After the second reign, that of Hwei-ti, we have the first instance in Chinese history of a woman seizing the reins of government. The Empress Lu made herself supreme, and such were her talents that she held the Empire in absolute subjection for eight years. Like Jezebel she “destroyed all the seed royal,” and filled the various offices with her kindred and favourites. At her death they were butchered without [Page 107] mercy, and a male heir to the throne was proclaimed. His posthumous title Wen-ti, meaning the “learned” or “patron of letters,” marks the progress made by the revival of learning.

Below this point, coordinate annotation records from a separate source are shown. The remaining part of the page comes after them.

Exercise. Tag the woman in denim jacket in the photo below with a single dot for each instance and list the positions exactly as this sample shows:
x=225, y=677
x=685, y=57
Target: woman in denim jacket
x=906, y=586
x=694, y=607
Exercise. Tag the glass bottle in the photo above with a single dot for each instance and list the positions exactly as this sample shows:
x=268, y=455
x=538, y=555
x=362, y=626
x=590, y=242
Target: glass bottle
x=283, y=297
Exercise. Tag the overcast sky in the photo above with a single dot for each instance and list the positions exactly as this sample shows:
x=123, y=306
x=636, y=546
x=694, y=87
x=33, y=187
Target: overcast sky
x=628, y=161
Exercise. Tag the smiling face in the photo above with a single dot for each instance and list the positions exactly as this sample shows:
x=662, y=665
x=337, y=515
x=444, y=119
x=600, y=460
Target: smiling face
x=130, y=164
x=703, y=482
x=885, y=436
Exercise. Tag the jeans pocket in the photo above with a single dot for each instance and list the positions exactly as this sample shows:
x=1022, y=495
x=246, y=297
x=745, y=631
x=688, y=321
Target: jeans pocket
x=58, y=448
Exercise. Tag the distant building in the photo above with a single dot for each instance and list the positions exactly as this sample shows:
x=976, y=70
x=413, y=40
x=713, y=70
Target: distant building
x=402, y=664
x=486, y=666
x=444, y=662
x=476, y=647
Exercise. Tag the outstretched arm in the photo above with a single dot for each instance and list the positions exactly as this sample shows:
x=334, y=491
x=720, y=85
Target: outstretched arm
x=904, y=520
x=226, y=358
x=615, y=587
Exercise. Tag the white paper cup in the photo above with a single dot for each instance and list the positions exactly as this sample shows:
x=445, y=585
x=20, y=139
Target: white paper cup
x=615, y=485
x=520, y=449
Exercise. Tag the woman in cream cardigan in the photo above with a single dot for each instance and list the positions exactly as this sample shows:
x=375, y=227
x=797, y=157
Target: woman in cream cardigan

One might imagine that these literary emperors would have been satisfied with the recovery of the Confucian classics; but no, a rumour reached them that “there are sages in the West.” The West was India. An embassy was sent, 66 A. D., by Ming-ti to import books and bonzes. The triad of religions was thus completed.
Totally diverse in spirit and essence, the three religions could hardly be expected to harmonise or combine. Confucianism exalts letters, and lays stress on ethics to the neglect of the spiritual world. Taoism inculcates physical discipline; but in practice it has become the mother of degrading superstition—dealing in magic and necromancy. Buddhism saps the foundations of the family and enjoins celibacy as the road to virtue. Metempsychosis is its leading doctrine, and to “think on nothing” its mental discipline. It forbids a flesh diet and deprecates scholarship. Through imperial patronage it acquired a footing in China, but it was long before it felt at home there. As late as the eighth century Han Yu, the greatest writer of the age, ridiculed the relics of Buddha and called on his people to “burn their books, close their temples, and make laity of their monks.”

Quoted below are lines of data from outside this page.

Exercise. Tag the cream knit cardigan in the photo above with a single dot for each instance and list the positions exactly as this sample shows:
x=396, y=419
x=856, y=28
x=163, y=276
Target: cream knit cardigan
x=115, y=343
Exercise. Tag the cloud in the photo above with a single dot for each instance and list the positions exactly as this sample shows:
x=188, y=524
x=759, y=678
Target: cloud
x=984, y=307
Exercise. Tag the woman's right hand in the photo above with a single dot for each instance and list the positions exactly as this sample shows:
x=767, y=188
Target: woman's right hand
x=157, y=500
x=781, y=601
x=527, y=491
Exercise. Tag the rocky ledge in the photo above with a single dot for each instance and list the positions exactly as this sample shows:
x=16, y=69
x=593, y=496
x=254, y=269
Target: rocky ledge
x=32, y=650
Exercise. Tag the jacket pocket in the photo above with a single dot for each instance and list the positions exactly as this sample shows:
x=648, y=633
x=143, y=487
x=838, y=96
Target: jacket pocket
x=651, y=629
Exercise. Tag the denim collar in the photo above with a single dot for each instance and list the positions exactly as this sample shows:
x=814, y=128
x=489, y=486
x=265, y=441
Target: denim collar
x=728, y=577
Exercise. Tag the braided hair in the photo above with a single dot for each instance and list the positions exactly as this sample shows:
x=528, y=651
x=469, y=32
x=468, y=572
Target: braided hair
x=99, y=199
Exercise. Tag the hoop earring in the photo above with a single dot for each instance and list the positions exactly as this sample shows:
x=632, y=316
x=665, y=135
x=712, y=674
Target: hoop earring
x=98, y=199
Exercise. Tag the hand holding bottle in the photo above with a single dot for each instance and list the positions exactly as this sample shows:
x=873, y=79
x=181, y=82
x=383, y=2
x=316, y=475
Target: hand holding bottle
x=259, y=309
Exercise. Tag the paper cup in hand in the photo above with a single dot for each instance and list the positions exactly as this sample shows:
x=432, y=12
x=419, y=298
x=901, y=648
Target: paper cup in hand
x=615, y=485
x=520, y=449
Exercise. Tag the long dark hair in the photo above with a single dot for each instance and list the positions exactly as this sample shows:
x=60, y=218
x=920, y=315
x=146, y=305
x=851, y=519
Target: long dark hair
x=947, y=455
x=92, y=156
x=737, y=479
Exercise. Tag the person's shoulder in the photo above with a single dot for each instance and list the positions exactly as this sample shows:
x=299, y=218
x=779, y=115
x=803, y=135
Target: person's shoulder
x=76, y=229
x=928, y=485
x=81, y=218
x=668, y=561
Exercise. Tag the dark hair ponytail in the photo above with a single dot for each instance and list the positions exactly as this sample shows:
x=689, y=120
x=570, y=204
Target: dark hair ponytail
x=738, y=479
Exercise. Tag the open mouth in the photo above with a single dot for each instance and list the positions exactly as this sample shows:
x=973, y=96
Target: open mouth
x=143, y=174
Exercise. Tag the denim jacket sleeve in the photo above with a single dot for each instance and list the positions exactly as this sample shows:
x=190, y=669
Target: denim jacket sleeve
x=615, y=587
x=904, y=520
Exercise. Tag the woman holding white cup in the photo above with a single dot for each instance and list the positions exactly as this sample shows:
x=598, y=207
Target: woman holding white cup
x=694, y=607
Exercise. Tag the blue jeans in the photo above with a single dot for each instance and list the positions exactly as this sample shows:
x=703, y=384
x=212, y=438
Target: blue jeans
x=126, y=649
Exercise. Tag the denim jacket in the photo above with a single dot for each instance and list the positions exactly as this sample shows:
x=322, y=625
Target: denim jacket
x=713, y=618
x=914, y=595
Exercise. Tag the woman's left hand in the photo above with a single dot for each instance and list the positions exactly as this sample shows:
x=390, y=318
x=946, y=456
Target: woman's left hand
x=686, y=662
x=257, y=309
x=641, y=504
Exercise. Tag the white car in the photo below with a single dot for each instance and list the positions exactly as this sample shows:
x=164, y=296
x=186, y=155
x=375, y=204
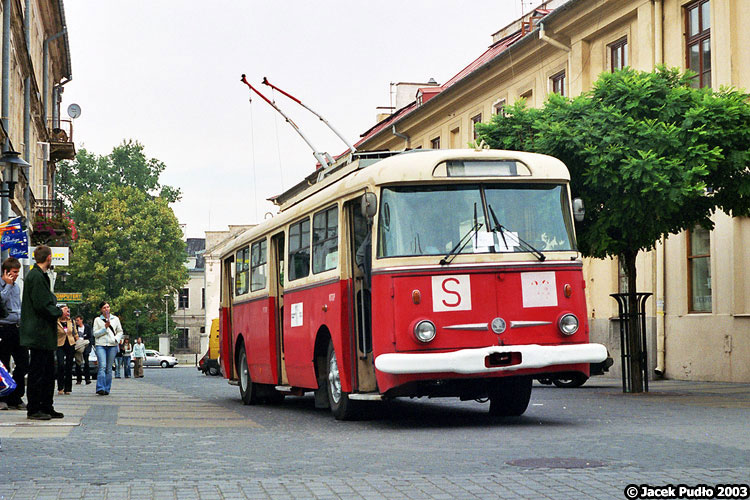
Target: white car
x=155, y=358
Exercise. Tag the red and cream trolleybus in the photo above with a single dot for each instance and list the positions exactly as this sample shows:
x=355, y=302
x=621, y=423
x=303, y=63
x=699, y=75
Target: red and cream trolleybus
x=424, y=273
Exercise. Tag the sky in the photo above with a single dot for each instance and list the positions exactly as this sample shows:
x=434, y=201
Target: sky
x=167, y=74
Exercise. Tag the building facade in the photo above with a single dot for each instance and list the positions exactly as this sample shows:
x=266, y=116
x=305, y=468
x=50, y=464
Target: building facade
x=699, y=317
x=215, y=243
x=190, y=303
x=36, y=65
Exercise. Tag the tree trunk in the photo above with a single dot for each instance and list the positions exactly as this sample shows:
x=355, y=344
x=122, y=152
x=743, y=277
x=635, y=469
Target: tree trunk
x=634, y=326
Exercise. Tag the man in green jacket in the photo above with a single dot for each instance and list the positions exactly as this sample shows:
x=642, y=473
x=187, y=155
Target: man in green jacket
x=39, y=313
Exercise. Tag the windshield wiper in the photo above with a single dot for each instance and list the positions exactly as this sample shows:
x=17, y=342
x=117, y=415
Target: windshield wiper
x=463, y=241
x=501, y=229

Yet Buddhism seems to have met a want. It has fostered a sympathy for animal life, and served as a protest against the Sadducean tenets of the lettered class. It long ago became so rooted in the minds of [Page 108] the illiterate, who form nine-tenths of the population, that China may be truly described as the leading Buddhist country of the globe.[*]
[Footnote *: THE APOTHEOSIS OF MERCY
A LEGEND OF KUANYIN PUSA—IN NORTHERN BUDDHISM
Two images adorn this mountain shrine,
Not marble chiselled out by Grecian art,
But carved from wood with Oriental skill.
In days of yore adored by pilgrim throngs,
They languish now without a worshipper.